On 2025-04-09 18:06, Nick A wrote:
> Hi Christian, thanks for the example. I think it was enough to get started
> and run the tests. There was a "Bus error" while running
> rocrand_basic_tests #10. The stacktrace is in this gist,
> https://gist.github.com/nicholasaiello/ee51ba1e4dee921264607fec8693d07d
>
> `dmesg` didn't show any errors or seg faults, either. Not sure if there are
> other logs to review. Let me know if there's anything else to try.
That is not unexpected. In speaking with the AMDGPU driver team, they
emphasized that many ARM systems don't have sufficient compliance with
the PCIe spec. Due to my limited understanding of this subject, I'll
quote Alexander Deucher almost verbatim on the two requirements for the
AMDGPU driver that he highlighted when I asked about this:
- Platform PCIe needs to support CPU cache snoop by the device. PCI spec
requires cache coherence with the CPU.
- Platform needs to support unaligned access to MMIO space. That is, PCI
BARs mapped to userspace need to support unaligned accesses from user
applications just like system memory.
I've seen user reports of Vulkan working for the Raspberry Pi with an
AMD GPU with some driver patches [1]. I believe they address the problem
you're seeing by intercepting system faults and emulating unaligned
accesses. There's also a GitHub issue with discussion of whether the
patches could be upstreamed [2]. (Unlikely, at least with the current
approach.)
Pepijn de Vos was kind enough to send me a Sentinel Core board for the
Raspberry Pi [3]. I must admit, I thought it was a complete system when
I asked for the board. It will take me a bit of time to acquire the
parts to assemble a working system and begin my testing with various
GPUs. Then perhaps I'll be able to reproduce your results myself.
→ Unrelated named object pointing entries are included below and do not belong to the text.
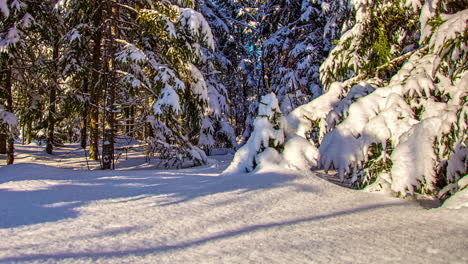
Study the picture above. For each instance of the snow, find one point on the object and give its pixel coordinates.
(168, 98)
(55, 215)
(9, 39)
(457, 201)
(199, 86)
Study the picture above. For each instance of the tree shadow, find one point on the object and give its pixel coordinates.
(44, 194)
(198, 242)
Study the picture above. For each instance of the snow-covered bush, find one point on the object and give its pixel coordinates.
(8, 123)
(271, 144)
(403, 127)
(266, 140)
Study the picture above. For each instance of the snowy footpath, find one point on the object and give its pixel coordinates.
(57, 215)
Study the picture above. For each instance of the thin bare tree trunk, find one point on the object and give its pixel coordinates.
(109, 120)
(96, 85)
(52, 100)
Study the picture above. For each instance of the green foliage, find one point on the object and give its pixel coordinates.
(378, 161)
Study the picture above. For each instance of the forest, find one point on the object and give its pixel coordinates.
(374, 91)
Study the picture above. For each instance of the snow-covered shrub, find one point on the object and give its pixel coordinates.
(173, 150)
(8, 123)
(267, 137)
(272, 144)
(404, 126)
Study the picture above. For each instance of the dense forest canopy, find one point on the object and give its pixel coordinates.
(376, 90)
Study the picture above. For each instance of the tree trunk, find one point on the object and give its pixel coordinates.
(109, 121)
(84, 116)
(95, 92)
(3, 138)
(9, 107)
(28, 131)
(52, 100)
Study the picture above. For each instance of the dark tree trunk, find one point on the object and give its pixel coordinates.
(28, 131)
(84, 116)
(9, 107)
(109, 120)
(95, 92)
(52, 102)
(3, 138)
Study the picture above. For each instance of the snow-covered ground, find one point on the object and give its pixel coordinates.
(57, 215)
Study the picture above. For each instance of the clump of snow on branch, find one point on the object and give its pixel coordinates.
(9, 120)
(197, 24)
(273, 144)
(130, 53)
(198, 86)
(268, 133)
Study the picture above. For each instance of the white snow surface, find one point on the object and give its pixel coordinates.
(56, 215)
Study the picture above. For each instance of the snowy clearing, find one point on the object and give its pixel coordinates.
(56, 215)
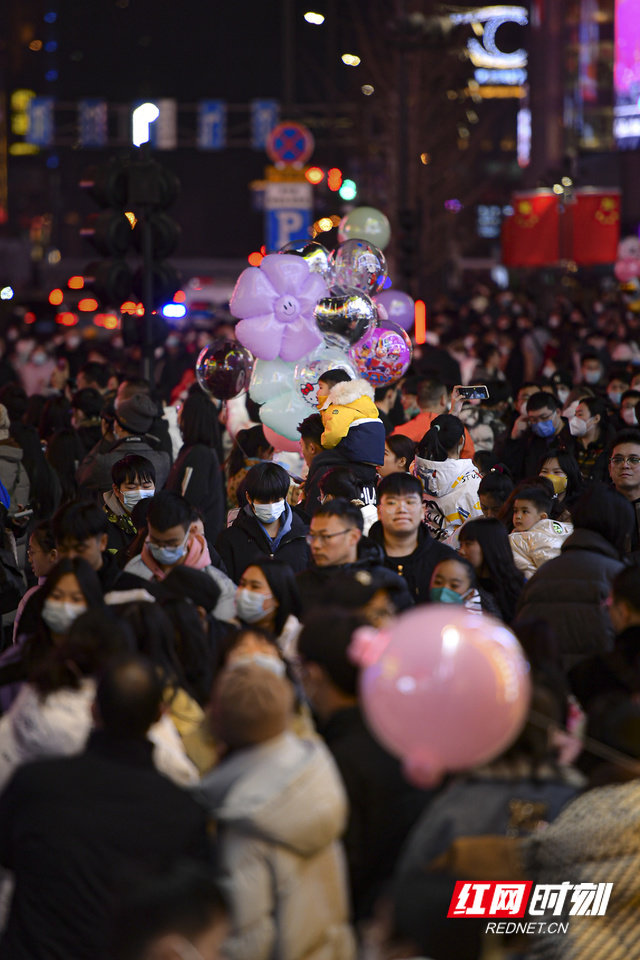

For the moment, Ampere's SystemReady certified workstations and servers
appear to be the most likely hardware to work with Debian's ROCm
packages for ARM64, though I've not yet managed to get my hands on such
a system to run the tests.
Sincerely,
Cory Bloor
[1]: https://github.com/geerlingguy/raspberry-pi-pcie-devices
[2]: https://github.com/geerlingguy/raspberry-pi-pcie-devices/issues/222
[3]: https://sanctuary-systems.com/sentinel-core/